An implementation of differential dataflow using timely dataflow on Rust.
MIT License
2.53k stars 182 forks source link

`Builder::with_capacity` enrichment #428

Closed frankmcsherry closed 9 months ago

frankmcsherry commented 9 months ago

This PR does a few things brought to light by the intended RHH batch, around providing meaningful capacity estimates to the builder. We were previously .. not .. providing any meaningful capacity estimates, using Builder::new() which provides a capacity of 0.

This has been modified, at least in the Batcher implementations, although there are two additional locations where we build batches without a batcher; we'll want to think more carefully there (upsert.rs and reduce.rs).

The Builder::with_capacity method was extended to take key, value, and update capacities separately, but in some cases certain arguments are ignored.

cc: @antiguru

frankmcsherry commented 9 months ago

@antiguru: the main change here is that the MergeBatchers each do a bit more compute, and in exchange pre-allocate right-sized builders.

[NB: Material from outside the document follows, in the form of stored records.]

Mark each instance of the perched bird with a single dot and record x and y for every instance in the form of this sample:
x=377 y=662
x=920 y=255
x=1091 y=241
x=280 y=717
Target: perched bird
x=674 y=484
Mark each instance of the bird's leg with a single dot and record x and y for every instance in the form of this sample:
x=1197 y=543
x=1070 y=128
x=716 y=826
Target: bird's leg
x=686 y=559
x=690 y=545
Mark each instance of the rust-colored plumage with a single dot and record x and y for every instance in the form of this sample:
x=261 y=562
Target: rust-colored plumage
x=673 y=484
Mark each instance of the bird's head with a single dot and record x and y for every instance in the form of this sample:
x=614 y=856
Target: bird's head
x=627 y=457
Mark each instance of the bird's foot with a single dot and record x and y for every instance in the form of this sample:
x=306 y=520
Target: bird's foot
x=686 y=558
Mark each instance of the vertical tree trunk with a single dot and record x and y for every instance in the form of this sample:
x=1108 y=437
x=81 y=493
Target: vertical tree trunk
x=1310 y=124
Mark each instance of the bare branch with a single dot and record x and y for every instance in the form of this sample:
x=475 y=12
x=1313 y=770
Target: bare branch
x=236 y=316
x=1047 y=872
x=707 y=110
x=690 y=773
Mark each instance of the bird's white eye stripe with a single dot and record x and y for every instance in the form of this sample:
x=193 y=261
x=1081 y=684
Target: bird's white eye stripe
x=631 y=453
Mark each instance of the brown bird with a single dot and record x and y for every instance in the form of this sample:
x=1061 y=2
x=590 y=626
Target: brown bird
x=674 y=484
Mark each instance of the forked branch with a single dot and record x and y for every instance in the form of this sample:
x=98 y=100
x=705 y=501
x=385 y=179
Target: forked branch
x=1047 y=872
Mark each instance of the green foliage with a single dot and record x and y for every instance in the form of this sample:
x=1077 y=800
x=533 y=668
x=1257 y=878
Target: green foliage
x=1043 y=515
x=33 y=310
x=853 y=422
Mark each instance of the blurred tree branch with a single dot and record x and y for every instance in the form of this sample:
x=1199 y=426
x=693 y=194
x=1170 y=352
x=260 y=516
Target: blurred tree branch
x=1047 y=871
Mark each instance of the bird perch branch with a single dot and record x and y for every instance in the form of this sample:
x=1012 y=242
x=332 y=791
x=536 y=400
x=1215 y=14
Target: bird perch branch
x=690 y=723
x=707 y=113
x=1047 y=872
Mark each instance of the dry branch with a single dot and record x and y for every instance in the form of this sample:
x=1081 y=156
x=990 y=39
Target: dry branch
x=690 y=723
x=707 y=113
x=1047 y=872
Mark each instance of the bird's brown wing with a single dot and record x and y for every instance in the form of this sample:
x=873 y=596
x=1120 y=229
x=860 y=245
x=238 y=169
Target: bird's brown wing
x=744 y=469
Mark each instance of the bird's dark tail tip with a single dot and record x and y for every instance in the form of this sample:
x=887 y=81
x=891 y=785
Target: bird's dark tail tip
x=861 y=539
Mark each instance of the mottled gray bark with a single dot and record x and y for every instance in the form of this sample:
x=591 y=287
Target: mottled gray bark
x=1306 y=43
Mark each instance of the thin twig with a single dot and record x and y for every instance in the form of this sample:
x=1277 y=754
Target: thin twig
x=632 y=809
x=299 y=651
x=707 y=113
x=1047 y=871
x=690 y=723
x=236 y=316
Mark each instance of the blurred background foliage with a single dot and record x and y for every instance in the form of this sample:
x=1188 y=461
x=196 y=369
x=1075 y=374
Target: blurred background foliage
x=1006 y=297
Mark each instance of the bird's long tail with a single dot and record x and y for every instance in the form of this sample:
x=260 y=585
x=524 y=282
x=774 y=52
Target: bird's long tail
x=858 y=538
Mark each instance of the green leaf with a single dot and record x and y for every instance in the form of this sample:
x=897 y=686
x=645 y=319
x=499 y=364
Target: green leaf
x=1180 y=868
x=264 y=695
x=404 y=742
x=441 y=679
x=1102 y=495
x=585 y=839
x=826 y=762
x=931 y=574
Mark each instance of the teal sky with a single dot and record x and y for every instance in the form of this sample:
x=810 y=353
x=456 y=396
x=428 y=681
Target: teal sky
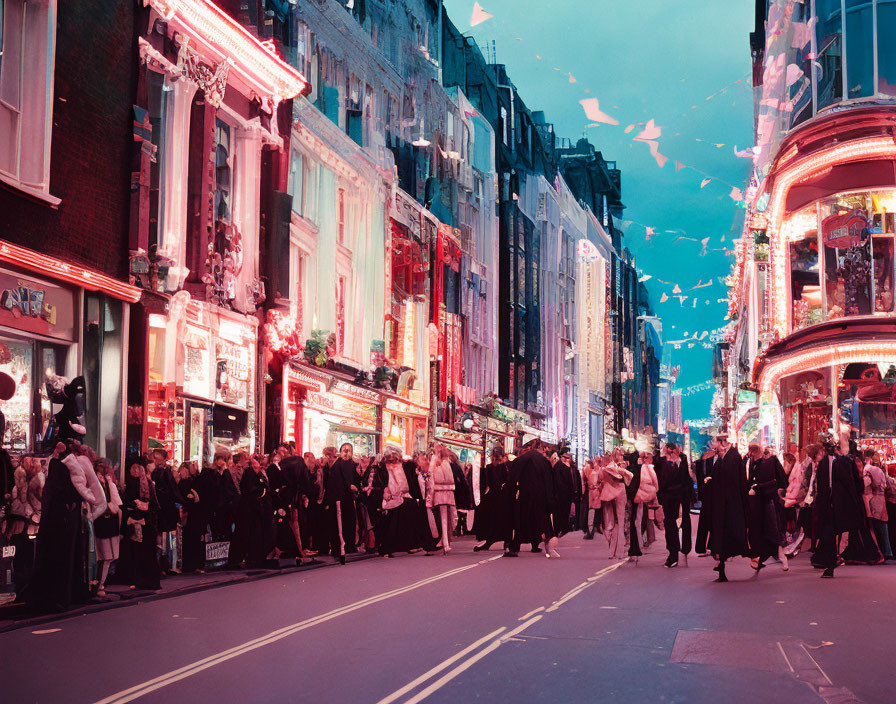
x=642 y=60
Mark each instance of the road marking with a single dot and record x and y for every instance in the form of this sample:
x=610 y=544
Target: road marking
x=438 y=668
x=786 y=659
x=531 y=613
x=467 y=664
x=168 y=678
x=497 y=642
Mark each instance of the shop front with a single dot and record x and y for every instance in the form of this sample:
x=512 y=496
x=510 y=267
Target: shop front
x=59 y=321
x=405 y=424
x=323 y=410
x=201 y=382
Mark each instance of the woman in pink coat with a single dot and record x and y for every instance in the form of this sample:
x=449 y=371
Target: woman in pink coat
x=592 y=485
x=442 y=500
x=613 y=480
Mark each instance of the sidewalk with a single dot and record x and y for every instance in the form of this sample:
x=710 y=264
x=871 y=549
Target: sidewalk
x=14 y=616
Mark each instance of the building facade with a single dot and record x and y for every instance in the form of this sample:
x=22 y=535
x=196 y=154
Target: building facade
x=812 y=346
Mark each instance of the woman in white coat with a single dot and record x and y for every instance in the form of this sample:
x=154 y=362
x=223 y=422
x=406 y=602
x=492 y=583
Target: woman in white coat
x=107 y=527
x=646 y=494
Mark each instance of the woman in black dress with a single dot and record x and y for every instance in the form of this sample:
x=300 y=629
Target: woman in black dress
x=140 y=528
x=494 y=517
x=257 y=514
x=196 y=517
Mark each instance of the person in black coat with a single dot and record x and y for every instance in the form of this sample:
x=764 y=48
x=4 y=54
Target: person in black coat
x=838 y=504
x=564 y=492
x=703 y=470
x=494 y=517
x=532 y=487
x=170 y=504
x=674 y=495
x=59 y=552
x=256 y=515
x=196 y=517
x=765 y=510
x=631 y=513
x=728 y=489
x=139 y=562
x=342 y=486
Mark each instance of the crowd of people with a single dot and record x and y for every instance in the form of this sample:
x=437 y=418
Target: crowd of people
x=73 y=516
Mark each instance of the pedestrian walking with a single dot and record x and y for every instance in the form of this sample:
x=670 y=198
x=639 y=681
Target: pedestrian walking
x=342 y=486
x=644 y=497
x=139 y=560
x=494 y=517
x=443 y=496
x=531 y=486
x=613 y=479
x=765 y=509
x=728 y=493
x=594 y=517
x=875 y=482
x=107 y=527
x=674 y=494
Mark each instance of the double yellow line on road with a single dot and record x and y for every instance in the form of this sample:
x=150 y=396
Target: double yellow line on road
x=144 y=688
x=495 y=640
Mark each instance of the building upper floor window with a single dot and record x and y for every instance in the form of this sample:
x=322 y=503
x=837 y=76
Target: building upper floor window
x=27 y=47
x=223 y=171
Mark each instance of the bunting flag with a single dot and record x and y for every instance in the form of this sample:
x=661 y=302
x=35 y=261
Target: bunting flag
x=651 y=132
x=595 y=114
x=479 y=15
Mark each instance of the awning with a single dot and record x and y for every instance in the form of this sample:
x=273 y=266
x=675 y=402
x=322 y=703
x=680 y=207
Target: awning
x=70 y=273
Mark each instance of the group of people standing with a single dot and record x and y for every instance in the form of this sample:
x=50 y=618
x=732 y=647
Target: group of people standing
x=828 y=495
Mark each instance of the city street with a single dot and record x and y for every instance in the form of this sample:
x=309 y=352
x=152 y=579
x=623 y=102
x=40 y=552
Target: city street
x=477 y=626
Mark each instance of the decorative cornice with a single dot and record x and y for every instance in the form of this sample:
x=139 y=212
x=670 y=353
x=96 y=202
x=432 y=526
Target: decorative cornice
x=219 y=37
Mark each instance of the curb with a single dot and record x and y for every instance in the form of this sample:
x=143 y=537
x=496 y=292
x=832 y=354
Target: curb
x=87 y=609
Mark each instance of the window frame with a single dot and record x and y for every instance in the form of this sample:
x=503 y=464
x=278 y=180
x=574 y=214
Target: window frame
x=47 y=53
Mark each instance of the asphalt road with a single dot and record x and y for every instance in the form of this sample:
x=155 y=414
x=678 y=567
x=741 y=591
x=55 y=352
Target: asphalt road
x=478 y=627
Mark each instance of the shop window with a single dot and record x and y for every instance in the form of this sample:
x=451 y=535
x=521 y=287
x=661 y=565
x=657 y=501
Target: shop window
x=159 y=104
x=29 y=412
x=886 y=47
x=882 y=252
x=223 y=171
x=830 y=55
x=101 y=367
x=27 y=45
x=804 y=282
x=340 y=216
x=859 y=49
x=297 y=182
x=847 y=256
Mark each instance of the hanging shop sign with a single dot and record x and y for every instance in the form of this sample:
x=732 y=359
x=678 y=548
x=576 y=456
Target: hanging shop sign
x=35 y=306
x=232 y=372
x=359 y=414
x=844 y=231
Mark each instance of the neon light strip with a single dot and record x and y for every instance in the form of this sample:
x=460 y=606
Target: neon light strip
x=252 y=58
x=830 y=355
x=856 y=150
x=70 y=273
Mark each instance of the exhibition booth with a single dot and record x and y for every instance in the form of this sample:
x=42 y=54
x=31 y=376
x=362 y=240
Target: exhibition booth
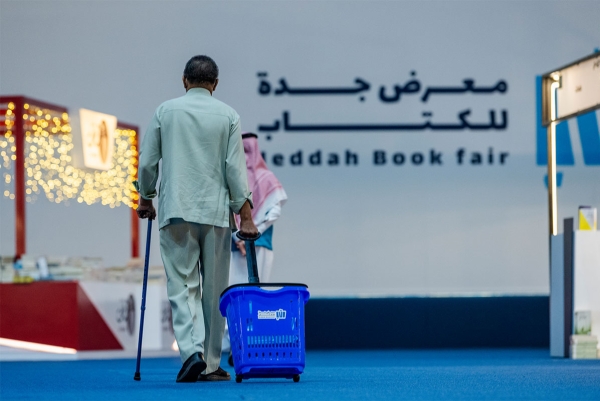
x=67 y=304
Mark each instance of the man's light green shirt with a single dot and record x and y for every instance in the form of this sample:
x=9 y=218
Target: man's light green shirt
x=203 y=176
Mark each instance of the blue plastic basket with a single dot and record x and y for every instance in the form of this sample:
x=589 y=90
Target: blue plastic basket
x=266 y=329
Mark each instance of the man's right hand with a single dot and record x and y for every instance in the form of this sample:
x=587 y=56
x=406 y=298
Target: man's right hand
x=247 y=227
x=146 y=209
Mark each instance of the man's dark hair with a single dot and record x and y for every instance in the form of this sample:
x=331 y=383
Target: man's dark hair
x=200 y=70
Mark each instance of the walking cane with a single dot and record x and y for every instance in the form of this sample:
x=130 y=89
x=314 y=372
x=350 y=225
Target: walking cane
x=137 y=366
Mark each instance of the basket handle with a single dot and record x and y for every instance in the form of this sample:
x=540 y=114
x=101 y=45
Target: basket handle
x=250 y=256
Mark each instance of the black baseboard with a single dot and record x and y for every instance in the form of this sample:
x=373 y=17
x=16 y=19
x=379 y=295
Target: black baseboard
x=454 y=322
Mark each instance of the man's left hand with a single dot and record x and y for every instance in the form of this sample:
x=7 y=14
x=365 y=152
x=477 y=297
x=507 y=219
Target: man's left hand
x=146 y=209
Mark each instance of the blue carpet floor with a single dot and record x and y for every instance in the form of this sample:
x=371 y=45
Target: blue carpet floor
x=339 y=375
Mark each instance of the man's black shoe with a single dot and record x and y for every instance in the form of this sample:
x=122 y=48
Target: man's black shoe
x=191 y=369
x=218 y=375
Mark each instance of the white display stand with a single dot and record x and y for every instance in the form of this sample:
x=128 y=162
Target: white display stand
x=574 y=285
x=586 y=275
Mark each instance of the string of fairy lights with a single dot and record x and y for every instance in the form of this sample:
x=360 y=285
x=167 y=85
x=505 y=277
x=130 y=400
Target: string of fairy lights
x=48 y=162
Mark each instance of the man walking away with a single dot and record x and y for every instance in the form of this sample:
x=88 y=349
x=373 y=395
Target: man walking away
x=203 y=182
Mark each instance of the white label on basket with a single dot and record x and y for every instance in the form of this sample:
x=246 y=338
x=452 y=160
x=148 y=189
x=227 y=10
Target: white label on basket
x=272 y=314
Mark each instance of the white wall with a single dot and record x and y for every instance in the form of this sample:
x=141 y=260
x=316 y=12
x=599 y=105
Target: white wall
x=347 y=230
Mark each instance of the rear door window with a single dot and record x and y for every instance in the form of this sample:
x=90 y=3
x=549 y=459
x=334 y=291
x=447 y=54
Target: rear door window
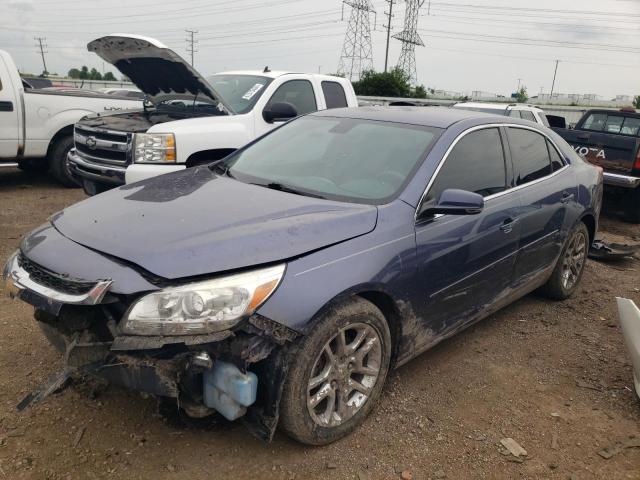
x=595 y=122
x=631 y=126
x=530 y=155
x=614 y=124
x=476 y=164
x=556 y=159
x=334 y=95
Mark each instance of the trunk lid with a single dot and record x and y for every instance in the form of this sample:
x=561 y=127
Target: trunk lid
x=155 y=69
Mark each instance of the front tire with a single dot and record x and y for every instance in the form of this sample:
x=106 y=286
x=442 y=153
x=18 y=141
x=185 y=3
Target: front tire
x=337 y=373
x=58 y=163
x=568 y=271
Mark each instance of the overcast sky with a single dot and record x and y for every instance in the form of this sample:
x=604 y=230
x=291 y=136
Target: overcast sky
x=470 y=44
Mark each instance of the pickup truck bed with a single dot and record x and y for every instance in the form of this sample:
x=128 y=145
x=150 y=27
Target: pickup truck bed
x=611 y=140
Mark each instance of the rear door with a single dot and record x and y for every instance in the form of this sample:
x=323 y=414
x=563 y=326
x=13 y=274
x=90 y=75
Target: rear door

These builders are perhaps a bit oversized for ord implementations, but they should be spot-on for ord_neu implementations (except for the singleton update trick; sigh). This may have MZ consequences we should investigate, but one of them could be that without mis-sized builders we needn't repeatedly double allocations, and may end up with a lower memory envelope overall.

frankmcsherry commented 9 months ago

The implementations/rhh module contains a prototype Robin Hood Hashing based batch, which is a surprisingly small change to the standard batch we use (just some more spacing, and a bit of fiddly logic all over the place). For now the module is public but there are no exported traces, and no one should use it yet, other than for testing which I am doing now!